The solo endeavor of Los Angeles’ own Dre Babinski, Steady Holiday might be best characterized as a combination of the orchestrally cinematic and the hauntingly delicate. Formerly the violinist and vocalist of Dusty Rhodes and the River Band, as well as one-half of the folk-pop duo Miracle Days, Babinski chose to pursue a solo career as a result of her desire for self-expression, which she only recently having found. Although Steady Holiday’s debut LP, Under The Influence, is set for release on June, 24, Babinski has already put out a number of worthwhile singles including “Open Water,” a track recently described by Stereogum as positively “beguiling.”


Charlotte Cardin

Hailing from Montreal, Charlotte Cardin is an up-and-coming singer-songwriter boasting an emotive and impressively expansive voice. After Cardin first made a musical splash in Quebec while participating on The Voice, she quickly found herself in hot pursuit by many a label, opting to sign with Cult Nation, with whom she released her debut single, “Big Boy.” Demonstrating her penchant for electro-minimalism and highlighting her haunting vocals, the song caused quite a stir and has left us clamoring for her forthcoming full-length debut. In the meantime, check out her latest single, “Like It Doesn’t Hurt.”


Meghan Patrick

Born and raised in Bowmanville, Ontario, Meghan Patrick lists Bonnie Raitt and Emmylou Harris as major influences and first got her start in the music world as the lead singer of The Stone Sparrows, a roots rock band that split amicably back in 2013. Recorded between studios in Canada and the U.S., Patrick put out her debut solo record, Grace and Grit, late last month. Largely autobiographical, this modern country classic is chock-full of high-powered collaborators, including producer Justin Niebank, who has mixed for such stars as Taylor Swift and Blake Shelton in the past.

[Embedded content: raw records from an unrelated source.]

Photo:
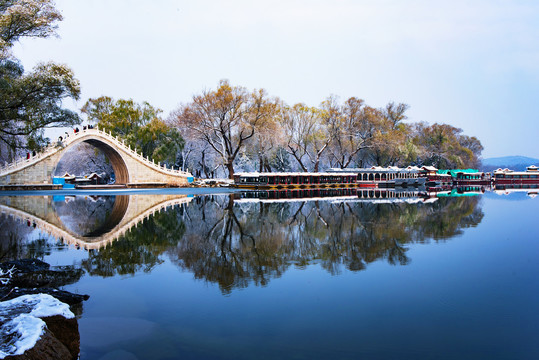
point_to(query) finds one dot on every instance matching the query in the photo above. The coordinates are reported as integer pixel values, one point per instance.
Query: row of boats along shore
(391, 177)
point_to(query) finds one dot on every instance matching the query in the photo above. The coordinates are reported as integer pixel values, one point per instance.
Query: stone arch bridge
(128, 211)
(130, 167)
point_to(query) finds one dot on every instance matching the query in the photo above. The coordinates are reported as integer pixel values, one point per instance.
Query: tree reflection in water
(235, 244)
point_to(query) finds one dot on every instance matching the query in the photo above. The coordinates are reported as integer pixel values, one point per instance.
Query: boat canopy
(454, 172)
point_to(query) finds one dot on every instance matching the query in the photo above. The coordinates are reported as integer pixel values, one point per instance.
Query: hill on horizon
(515, 162)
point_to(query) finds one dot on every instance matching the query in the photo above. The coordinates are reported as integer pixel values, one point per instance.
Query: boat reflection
(252, 237)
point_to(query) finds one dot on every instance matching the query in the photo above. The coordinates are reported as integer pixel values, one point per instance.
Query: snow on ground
(21, 326)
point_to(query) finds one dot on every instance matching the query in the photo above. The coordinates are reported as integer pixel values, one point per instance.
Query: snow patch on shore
(20, 323)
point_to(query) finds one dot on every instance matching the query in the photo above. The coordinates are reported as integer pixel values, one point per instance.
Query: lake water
(249, 276)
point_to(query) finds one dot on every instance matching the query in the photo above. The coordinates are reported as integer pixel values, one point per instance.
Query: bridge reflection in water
(250, 237)
(120, 214)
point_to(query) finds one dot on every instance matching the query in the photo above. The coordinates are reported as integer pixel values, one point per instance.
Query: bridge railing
(72, 137)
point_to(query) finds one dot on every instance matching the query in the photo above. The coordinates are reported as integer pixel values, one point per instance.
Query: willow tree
(444, 146)
(390, 136)
(306, 135)
(30, 102)
(225, 119)
(351, 126)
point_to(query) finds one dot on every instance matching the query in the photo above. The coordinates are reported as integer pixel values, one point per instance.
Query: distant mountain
(512, 162)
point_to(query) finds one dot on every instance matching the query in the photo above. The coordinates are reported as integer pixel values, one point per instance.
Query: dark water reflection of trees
(236, 244)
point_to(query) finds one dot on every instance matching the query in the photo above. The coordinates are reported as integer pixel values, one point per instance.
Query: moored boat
(510, 177)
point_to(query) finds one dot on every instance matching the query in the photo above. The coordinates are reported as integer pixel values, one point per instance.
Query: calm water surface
(231, 277)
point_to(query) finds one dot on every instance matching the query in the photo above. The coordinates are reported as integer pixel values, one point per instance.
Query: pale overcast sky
(471, 64)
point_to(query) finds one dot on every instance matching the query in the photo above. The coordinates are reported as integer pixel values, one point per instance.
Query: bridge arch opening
(119, 168)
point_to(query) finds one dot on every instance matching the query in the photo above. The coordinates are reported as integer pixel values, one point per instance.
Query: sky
(472, 64)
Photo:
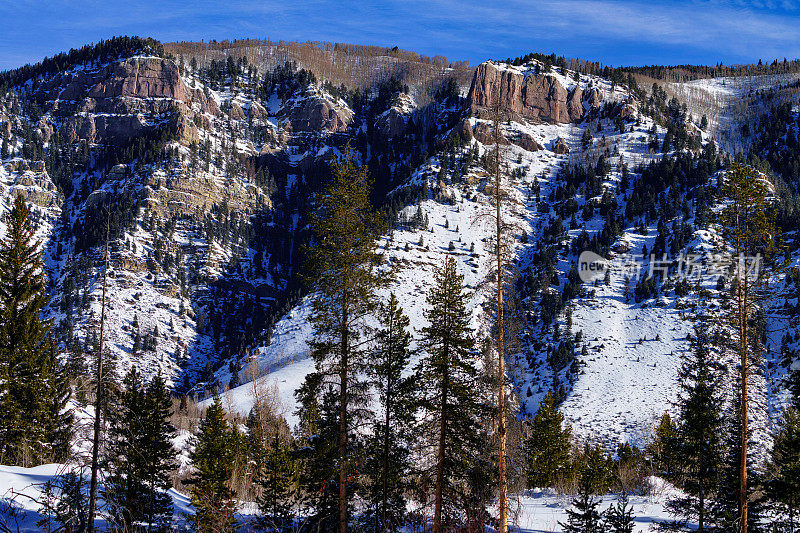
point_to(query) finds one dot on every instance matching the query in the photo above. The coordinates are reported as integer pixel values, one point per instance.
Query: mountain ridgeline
(201, 163)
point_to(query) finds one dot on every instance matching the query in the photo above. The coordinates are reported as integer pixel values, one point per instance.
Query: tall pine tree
(699, 437)
(214, 463)
(32, 394)
(343, 263)
(140, 456)
(389, 446)
(452, 393)
(547, 446)
(583, 516)
(784, 468)
(276, 477)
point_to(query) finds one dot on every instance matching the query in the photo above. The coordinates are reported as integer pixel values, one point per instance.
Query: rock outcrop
(535, 97)
(560, 146)
(527, 142)
(316, 113)
(575, 104)
(116, 103)
(484, 133)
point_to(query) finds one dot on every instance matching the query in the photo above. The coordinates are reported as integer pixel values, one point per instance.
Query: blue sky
(611, 31)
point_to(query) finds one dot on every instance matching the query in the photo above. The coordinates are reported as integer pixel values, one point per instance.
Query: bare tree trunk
(345, 347)
(386, 454)
(438, 499)
(98, 403)
(743, 302)
(501, 361)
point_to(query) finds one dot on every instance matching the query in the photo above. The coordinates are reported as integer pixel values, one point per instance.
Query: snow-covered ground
(22, 491)
(624, 385)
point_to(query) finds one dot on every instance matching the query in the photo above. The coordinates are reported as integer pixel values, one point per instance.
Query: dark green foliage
(452, 398)
(698, 441)
(783, 470)
(139, 455)
(318, 451)
(276, 477)
(388, 460)
(103, 51)
(214, 462)
(547, 446)
(597, 468)
(343, 264)
(619, 517)
(32, 394)
(727, 508)
(64, 503)
(661, 451)
(583, 516)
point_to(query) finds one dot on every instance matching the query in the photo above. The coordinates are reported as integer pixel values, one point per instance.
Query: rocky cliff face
(524, 94)
(120, 101)
(316, 113)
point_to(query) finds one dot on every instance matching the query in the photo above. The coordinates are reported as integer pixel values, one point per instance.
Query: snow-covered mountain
(207, 170)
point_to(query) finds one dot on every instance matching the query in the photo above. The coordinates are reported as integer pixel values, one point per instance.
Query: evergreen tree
(698, 440)
(748, 228)
(64, 504)
(619, 517)
(317, 452)
(214, 462)
(728, 506)
(583, 516)
(451, 391)
(343, 264)
(784, 467)
(140, 456)
(32, 395)
(277, 481)
(389, 447)
(547, 446)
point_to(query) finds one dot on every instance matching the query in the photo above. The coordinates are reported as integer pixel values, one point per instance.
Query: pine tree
(547, 446)
(728, 505)
(583, 516)
(784, 467)
(32, 395)
(343, 264)
(389, 447)
(451, 385)
(64, 504)
(318, 451)
(748, 228)
(698, 440)
(619, 517)
(139, 455)
(214, 462)
(276, 477)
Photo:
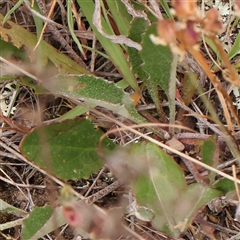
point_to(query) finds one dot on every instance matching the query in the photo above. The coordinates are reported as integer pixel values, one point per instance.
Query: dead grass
(25, 187)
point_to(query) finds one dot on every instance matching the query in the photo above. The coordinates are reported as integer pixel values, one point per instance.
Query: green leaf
(96, 91)
(67, 149)
(7, 50)
(138, 27)
(13, 9)
(160, 186)
(37, 218)
(157, 64)
(120, 15)
(235, 48)
(7, 208)
(224, 185)
(113, 50)
(157, 60)
(210, 155)
(38, 89)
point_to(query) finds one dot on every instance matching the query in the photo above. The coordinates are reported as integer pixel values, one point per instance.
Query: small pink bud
(237, 7)
(189, 36)
(167, 31)
(212, 24)
(185, 9)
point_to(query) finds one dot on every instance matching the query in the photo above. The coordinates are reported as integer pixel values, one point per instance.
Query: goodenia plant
(69, 149)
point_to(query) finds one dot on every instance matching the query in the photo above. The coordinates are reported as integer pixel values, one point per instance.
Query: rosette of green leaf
(210, 155)
(160, 186)
(96, 91)
(153, 64)
(114, 51)
(157, 61)
(67, 150)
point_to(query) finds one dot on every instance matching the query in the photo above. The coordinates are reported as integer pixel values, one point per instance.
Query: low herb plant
(172, 54)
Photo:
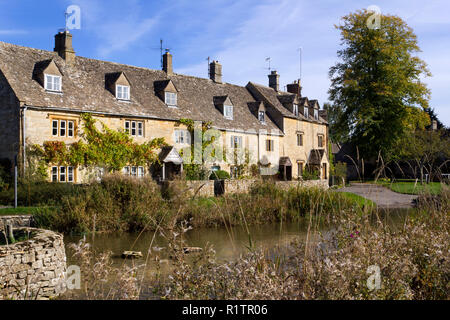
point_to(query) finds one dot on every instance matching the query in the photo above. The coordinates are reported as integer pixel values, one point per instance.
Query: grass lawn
(18, 211)
(361, 201)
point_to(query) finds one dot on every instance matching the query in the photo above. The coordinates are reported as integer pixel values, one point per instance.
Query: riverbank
(120, 204)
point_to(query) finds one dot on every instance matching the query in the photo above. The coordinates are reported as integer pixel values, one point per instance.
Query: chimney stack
(215, 71)
(167, 63)
(434, 125)
(63, 45)
(274, 80)
(295, 88)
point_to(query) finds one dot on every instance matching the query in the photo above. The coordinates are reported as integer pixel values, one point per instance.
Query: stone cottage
(43, 93)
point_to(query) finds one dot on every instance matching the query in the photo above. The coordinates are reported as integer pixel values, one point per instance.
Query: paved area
(383, 197)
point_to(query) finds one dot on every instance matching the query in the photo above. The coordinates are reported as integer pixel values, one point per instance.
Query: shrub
(219, 175)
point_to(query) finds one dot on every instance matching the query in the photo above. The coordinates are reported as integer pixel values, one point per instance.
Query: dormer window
(52, 83)
(171, 99)
(306, 112)
(228, 112)
(261, 116)
(295, 110)
(122, 92)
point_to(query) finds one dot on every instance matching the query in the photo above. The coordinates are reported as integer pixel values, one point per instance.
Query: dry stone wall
(33, 269)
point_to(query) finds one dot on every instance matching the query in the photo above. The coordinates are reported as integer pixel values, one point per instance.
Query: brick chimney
(167, 63)
(274, 80)
(215, 71)
(63, 45)
(295, 88)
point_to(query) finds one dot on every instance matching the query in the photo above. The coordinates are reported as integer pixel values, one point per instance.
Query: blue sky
(240, 34)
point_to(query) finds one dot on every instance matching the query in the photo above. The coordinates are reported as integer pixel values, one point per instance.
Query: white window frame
(299, 139)
(52, 83)
(171, 99)
(122, 92)
(55, 128)
(295, 110)
(55, 174)
(182, 136)
(236, 142)
(262, 116)
(70, 129)
(62, 174)
(228, 112)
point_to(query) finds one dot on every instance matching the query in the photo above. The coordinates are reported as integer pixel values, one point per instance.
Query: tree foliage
(105, 148)
(377, 84)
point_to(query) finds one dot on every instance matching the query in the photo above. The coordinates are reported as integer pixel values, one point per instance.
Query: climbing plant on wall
(107, 148)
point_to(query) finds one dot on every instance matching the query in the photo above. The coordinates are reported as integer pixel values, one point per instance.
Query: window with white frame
(182, 136)
(236, 142)
(122, 92)
(52, 83)
(133, 171)
(63, 128)
(63, 174)
(170, 99)
(134, 128)
(306, 112)
(295, 109)
(228, 112)
(261, 116)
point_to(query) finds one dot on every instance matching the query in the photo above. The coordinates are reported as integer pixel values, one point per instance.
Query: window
(295, 110)
(63, 128)
(269, 145)
(320, 141)
(236, 142)
(63, 174)
(299, 139)
(140, 172)
(171, 99)
(54, 174)
(134, 128)
(70, 129)
(69, 174)
(182, 137)
(300, 168)
(228, 112)
(136, 172)
(52, 83)
(55, 127)
(261, 116)
(122, 92)
(306, 112)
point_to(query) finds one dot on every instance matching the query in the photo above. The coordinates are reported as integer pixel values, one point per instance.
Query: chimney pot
(167, 63)
(215, 72)
(295, 88)
(274, 80)
(63, 46)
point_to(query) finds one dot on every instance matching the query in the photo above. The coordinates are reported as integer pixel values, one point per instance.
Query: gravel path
(383, 197)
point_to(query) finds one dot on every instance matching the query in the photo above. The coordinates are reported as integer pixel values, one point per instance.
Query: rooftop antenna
(269, 59)
(301, 53)
(161, 41)
(209, 67)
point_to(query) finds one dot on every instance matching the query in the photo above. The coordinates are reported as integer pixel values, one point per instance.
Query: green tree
(377, 83)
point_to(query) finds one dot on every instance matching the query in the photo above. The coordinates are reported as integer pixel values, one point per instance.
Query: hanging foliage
(107, 148)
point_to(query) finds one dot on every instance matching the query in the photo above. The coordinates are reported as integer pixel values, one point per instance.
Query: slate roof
(276, 100)
(84, 90)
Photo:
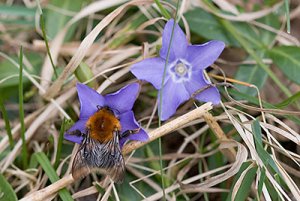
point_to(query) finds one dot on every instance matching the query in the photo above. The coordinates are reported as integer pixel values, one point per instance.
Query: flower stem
(160, 102)
(21, 112)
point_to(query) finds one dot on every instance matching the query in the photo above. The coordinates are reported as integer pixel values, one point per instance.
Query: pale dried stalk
(155, 134)
(230, 154)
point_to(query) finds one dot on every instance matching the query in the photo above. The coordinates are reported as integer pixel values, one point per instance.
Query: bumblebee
(100, 150)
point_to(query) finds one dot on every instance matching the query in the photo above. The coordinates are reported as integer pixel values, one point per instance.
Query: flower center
(181, 71)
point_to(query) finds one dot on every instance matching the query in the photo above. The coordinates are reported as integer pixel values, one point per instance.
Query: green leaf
(14, 10)
(10, 74)
(55, 21)
(245, 186)
(261, 182)
(84, 73)
(252, 74)
(263, 154)
(287, 58)
(53, 177)
(207, 25)
(6, 191)
(254, 100)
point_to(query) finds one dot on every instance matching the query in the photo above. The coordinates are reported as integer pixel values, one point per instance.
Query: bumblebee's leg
(129, 132)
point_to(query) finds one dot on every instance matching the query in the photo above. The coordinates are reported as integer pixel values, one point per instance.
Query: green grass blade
(263, 154)
(42, 21)
(59, 145)
(84, 73)
(6, 191)
(261, 183)
(7, 124)
(287, 14)
(21, 112)
(53, 177)
(163, 11)
(244, 43)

Songs like lead single “Bow Chicka Wow Wow” are indicative of the quality of the record as a whole.


The Lowest Pair

Old-timey Olympia, Washington-based banjo duo known as The Lowest Pair first came together at a 2009 bluegrass festival in Minnesota where future cohorts Kendl Winter and Palmer T. Lee were both performing separately. Best understood as a variation of indie folk with string-based nods to a bygone era, the pair released their debut album in 2013 and have since been called “one of the best under-the-radar Americana duos today” by Paste. Having recorded five albums in that time brief period, the highly prolific duo just released their latest two full-lengths, Uncertain As It Is Uneven and Fern Girl and Ice Man, on the same day. While the former is a stripped-down beauty summing up The Lowest Pair at their most elemental, the latter reconciles those high-lonesome stylistic tendencies with their fresh, shimmering take on modern folk, as demonstrated well on album opener “The River Will.”